If there is any IOException OR SQLException the loop is executed.

  • 2

    I can’t answer that, but I would venture to say that it’s just a syntactic ruse, not a operator as | or ||. After all, they are not values that are being combined, but types (types even, not representations of types, such as instances of Class etc). So that the usual rules of the language for operators do not apply.

4 answers

7

This is a Feature that was introduced from Java 7. You can use it to remove possible duplicate catch snippets. Ex:

catch (IOException ex) {
     logger.log(ex);
     throw ex;
} catch (SQLException ex) {
     logger.log(ex);
     throw ex;
}

for:

catch (IOException | SQLException ex) {
    logger.log(ex);
    throw ex;
}

You can see a full explanation on this link

3


In java SE 7 or higher a single block of catch can handle more than one type of exception, for this you must specify the types of exception you want to capture and separate them by a pipe |, example:

try {
    ...
}
catch (IOException|SQLException ex) {
    logger.log(ex);
    throw ex;
}

In this case the pipe is not a logical operator but a syntax of the resource.

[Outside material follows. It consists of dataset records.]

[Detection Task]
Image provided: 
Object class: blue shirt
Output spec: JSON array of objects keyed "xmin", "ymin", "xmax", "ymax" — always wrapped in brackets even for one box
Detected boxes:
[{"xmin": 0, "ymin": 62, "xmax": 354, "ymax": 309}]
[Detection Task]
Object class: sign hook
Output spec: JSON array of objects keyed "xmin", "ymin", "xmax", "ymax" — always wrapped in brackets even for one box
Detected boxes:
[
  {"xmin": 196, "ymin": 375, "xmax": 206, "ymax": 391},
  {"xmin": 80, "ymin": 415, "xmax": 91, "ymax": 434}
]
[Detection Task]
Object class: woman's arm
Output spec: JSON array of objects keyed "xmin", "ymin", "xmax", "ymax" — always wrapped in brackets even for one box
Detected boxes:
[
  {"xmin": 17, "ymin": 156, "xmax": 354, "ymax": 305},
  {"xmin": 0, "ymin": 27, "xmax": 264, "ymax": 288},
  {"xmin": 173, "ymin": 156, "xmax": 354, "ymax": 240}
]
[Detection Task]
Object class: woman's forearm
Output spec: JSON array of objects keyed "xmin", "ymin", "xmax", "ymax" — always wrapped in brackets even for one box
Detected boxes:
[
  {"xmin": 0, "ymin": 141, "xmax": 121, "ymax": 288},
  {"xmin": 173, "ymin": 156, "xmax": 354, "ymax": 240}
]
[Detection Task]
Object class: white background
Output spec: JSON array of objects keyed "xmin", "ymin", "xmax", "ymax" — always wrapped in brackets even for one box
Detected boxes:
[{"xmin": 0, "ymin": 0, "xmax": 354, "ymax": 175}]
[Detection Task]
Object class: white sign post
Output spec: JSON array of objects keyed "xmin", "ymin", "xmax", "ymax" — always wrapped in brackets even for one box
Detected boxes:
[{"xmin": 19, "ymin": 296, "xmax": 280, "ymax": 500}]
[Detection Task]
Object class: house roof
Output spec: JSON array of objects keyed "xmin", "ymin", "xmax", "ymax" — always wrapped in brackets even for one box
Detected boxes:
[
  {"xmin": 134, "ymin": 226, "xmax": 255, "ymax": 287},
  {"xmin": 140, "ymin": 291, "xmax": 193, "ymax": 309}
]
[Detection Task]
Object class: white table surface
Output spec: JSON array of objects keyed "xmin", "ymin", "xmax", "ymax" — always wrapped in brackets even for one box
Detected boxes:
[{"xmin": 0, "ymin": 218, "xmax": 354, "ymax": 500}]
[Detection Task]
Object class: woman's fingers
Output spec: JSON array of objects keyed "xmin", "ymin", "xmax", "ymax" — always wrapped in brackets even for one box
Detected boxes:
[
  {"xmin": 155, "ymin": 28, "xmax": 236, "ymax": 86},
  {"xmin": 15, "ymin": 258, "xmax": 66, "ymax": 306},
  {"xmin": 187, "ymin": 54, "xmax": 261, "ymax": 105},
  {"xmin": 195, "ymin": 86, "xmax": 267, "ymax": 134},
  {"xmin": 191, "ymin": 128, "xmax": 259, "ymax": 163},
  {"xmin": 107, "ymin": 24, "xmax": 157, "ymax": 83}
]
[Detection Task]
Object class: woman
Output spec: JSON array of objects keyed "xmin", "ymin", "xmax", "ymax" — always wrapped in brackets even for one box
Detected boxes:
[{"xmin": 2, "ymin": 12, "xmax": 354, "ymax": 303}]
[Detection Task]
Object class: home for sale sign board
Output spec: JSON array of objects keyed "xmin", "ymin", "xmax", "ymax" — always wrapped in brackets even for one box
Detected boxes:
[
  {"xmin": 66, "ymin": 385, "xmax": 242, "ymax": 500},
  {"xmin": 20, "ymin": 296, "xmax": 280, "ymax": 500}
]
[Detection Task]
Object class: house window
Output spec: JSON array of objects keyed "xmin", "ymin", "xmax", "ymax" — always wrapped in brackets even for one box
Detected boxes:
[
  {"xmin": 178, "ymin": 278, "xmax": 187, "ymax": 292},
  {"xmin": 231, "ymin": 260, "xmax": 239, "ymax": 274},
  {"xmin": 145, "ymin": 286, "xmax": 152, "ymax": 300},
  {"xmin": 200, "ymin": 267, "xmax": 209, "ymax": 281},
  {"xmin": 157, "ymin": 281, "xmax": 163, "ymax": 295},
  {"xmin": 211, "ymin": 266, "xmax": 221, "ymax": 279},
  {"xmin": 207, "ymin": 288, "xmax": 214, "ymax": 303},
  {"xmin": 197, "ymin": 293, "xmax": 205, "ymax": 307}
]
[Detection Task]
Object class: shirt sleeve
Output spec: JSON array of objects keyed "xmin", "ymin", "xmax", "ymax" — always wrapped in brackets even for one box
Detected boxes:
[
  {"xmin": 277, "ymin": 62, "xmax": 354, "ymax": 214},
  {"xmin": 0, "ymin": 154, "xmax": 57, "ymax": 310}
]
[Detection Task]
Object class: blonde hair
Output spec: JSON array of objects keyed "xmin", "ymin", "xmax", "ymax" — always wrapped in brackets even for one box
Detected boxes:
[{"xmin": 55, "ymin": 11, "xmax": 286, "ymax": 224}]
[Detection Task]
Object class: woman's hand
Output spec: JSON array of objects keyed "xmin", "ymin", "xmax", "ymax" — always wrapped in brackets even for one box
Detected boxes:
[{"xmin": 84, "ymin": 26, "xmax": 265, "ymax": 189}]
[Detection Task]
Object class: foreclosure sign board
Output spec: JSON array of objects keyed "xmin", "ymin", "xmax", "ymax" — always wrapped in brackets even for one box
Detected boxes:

In previous versions of Java we had to treat the exceptions individually or use a more comprehensive class (Exception, for example) to capture launches of all possible exceptions, with this feature we can transform, for example:

This code

try {
    System.out.println(10 / 0);
} catch (ArithmeticException e) {
    System.out.println("Erro: " + e.getMessage());
} catch (IllegalArgumentException e) {
    System.out.println("Erro: " + e.getMessage());
} catch (ArrayIndexOutOfBoundsException e) {
    System.out.println("Erro: " + e.getMessage());
}

In this

try {
    System.out.println(10 / 0);
} catch (ArithmeticException | IllegalArgumentException | ArrayIndexOutOfBoundsException e) {
    System.out.println("Erro: " + e.getMessage());
}

OBS: The variable declared in catch is always final, that is, we cannot assign any value to it.

Source: Oracle

3

The symbol serves exactly for what you have guessed, it is like an "OR". It serves for you to capture multiple exceptions in a single block catch, instead of making a catch for every exception. For example, this:

try {
  // Código a executar
} catch (ExceptionType1 name) {
  // Código a executar quando uma exceção do tipo "ExceptionType1" for disparada
} catch (ExceptionType2 name) {
  // Código a executar quando uma exceção do tipo "ExceptionType2" for disparada
}

Can be reduced to this:

try {
  // Código a executar
} catch (ExceptionType1|ExceptionType2 name) {
  // Código a executar quando uma exceção do tipo "ExceptionType1" ou "ExceptionType2" for disparada
}

But why not use the "||"?

If we analyze, the | and the || has the same function: to check multiple conditions at once ("if condição1 for X or condição2 for Y or condição3 for Z", etc). But there is a small difference. The || is a logical operator, as has already been said, we check various conditions in a conditional structure. But the code within the catch nay is a condition, therefore, the || does not take the role of "or conditional".

Reference

-2

Good afternoon, I don’t have much experience, but I think you could put two catch... in SQL what do you want to do? It would be the connection?

catch (IOException ex1) {
    logger.log(ex);
    throw ex;
}
catch (SQLException e) {
    System.out.println("Erro ao Conectar ", e.getMessage());
}
  • 12

    I don’t think you understand the question. What is being shown is valid syntax, supported since version 7, but it is correct. What the AP asked for was an explanation about it, and not an alternative to it.